/PRNewswire/ -- A large study from Children's Hospital Boston and the Boston-based Autism Consortium finds that a genetic test that samples the entire genome, known as chromosomal microarray analysis, has about three times the detection rate for genetic changes related to autism spectrum disorders (ASDs) than standard tests. Publishing in the April issue of Pediatrics (and online March 15), the authors urge that CMA become part of the first-line genetic work-up for ASDs.
Expectant parents who have family members with ASDs, as well as families who already have an affected child, often request genetic testing. However, there is still only limited knowledge about actual causative genes. The currently recommended tests (karyotyping to look for chromosomal abnormalities and testing for Fragile X, the single largest known genetic cause of ASDs) often come up negative.

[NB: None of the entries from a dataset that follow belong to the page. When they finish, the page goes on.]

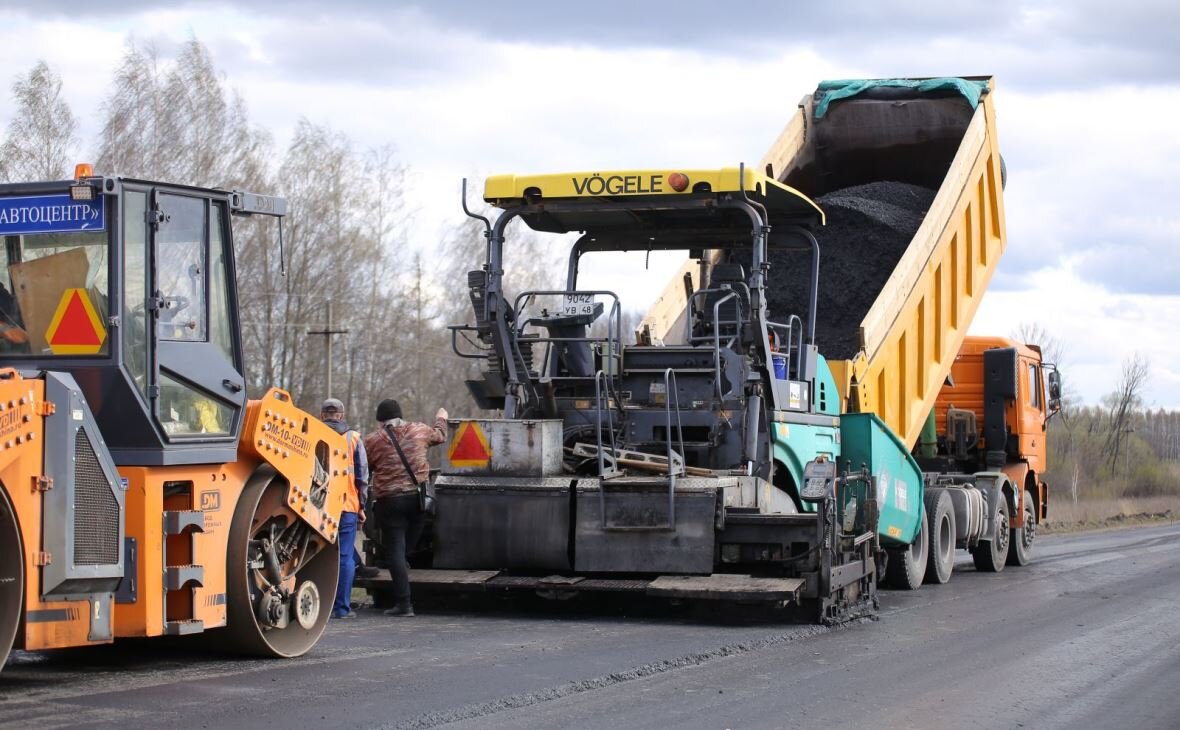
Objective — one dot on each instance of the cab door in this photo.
(198, 390)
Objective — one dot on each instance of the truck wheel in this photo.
(991, 554)
(941, 528)
(1021, 551)
(12, 577)
(906, 567)
(309, 571)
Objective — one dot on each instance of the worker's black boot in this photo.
(401, 609)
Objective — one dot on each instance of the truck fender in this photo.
(1017, 473)
(995, 485)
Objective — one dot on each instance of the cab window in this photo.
(181, 269)
(54, 285)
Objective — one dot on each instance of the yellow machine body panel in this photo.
(509, 190)
(279, 435)
(48, 624)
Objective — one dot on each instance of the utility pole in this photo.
(327, 333)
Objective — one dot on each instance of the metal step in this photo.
(176, 521)
(184, 627)
(720, 586)
(176, 577)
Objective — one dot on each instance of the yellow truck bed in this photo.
(915, 327)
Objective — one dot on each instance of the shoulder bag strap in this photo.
(405, 461)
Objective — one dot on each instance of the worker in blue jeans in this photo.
(353, 514)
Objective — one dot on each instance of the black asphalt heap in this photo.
(869, 228)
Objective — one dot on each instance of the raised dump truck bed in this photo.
(935, 135)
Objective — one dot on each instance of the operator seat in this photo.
(723, 280)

Chromosomal microarray analysis (CMA) is a genome-wide assay that examines the chromosomes for tiny, sub-microscopic deletions or duplications of DNA sequences, known as copy-number variants.
CMA offers about 100-fold greater resolution than standard karyotyping. However, since it is new, it is often considered a second-tier test. Depending on where a person lives, or what insurance they have, CMA may not be covered by health insurance. "Based on our findings, CMA should be considered as part of the initial clinical diagnostic evaluation of patients with ASDs," says Bai-Lin Wu, PhD, Director of Children's DNA Diagnostic Lab in the Department of Laboratory Medicine, which has offered CMA to families since 2006.

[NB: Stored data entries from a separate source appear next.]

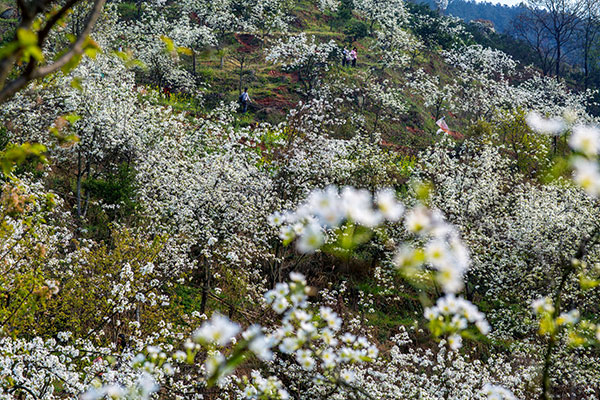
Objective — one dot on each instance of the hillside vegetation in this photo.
(422, 224)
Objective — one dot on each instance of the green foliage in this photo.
(529, 150)
(14, 155)
(128, 10)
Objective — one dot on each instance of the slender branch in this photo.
(76, 49)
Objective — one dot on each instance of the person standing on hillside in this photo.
(244, 100)
(353, 56)
(345, 56)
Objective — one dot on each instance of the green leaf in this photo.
(168, 43)
(26, 37)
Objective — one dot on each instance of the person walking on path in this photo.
(244, 100)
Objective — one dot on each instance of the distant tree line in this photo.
(560, 37)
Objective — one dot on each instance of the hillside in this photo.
(276, 199)
(501, 15)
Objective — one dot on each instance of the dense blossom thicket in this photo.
(157, 243)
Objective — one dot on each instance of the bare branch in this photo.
(76, 49)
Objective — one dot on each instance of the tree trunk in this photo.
(78, 189)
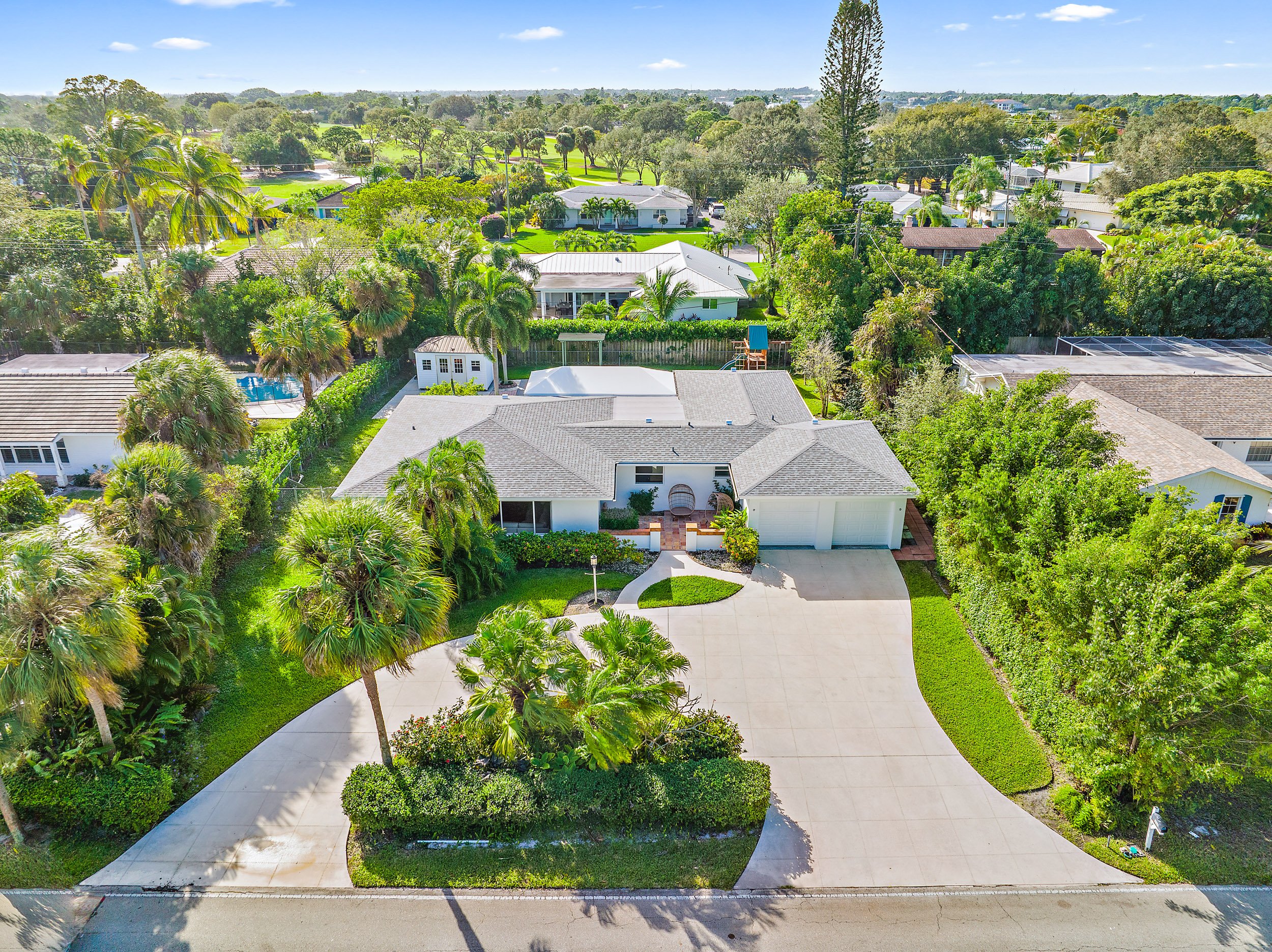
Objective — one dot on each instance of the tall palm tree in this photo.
(157, 501)
(190, 400)
(498, 312)
(382, 296)
(447, 492)
(73, 163)
(523, 660)
(303, 339)
(203, 190)
(658, 298)
(372, 600)
(44, 301)
(67, 628)
(130, 154)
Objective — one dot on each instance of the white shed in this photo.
(452, 359)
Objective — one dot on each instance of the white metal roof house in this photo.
(556, 461)
(1178, 457)
(568, 280)
(657, 206)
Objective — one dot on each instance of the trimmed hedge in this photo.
(703, 795)
(548, 329)
(130, 801)
(564, 549)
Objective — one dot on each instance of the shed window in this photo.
(1260, 453)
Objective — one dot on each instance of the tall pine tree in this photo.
(850, 91)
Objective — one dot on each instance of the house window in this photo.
(526, 516)
(1260, 453)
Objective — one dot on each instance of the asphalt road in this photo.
(977, 920)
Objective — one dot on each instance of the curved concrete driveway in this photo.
(812, 658)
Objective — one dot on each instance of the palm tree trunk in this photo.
(373, 692)
(103, 727)
(11, 815)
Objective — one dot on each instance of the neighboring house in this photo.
(1177, 457)
(451, 359)
(1220, 391)
(331, 206)
(57, 424)
(556, 461)
(653, 204)
(568, 280)
(945, 245)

The research team, led by co-senior authors Wu (heading the Children's team), and David Miller, MD, PhD, of Children's Division of Genetics and Department of Laboratory Medicine (heading the Autism Consortium team), assessed the diagnostic value of CMA in the largest cohort to date - 933 patients with a clinical diagnosis of ASD (by DSM-IV-TR criteria) who received clinical genetic testing in 2006, 2007 and 2008.
Half were Children's patients who had their samples submitted to the hospital's DNA Diagnostic Laboratory, and the others were recruited through the Autism Consortium, a research and clinical collaboration of five Boston-area medical centers. Nearly half of the patients were diagnosed with autistic disorder, nearly half with PDD-NOS (pervasive developmental disorder - not otherwise specified) and about 3 percent with Asperger disorder. Ages ranged from 13 months to 22 years.
Testing included the two currently used tests (G-banded karyotype and fragile X), as well as CMA. When the researchers compared the tests' diagnostic yield, they found:
-- Karyotyping yielded abnormal results in 2.23 percent of patients
-- Fragile X testing was abnormal in 0.46 percent
-- CMA results were judged to be abnormal in 7.3 percent of patients when
the entire length of the chromosomes (the whole genome) was sampled.
Extrapolating from these results, the researchers estimate that without CMA, genetic diagnosis will be missed in at least 5 percent of ASD cases. CMA performed best in certain subgroups, such as girls with autistic disorder, and past studies indicate that it also has a higher yield in patients with intellectual disability (who constituted only 12 percent of this sample).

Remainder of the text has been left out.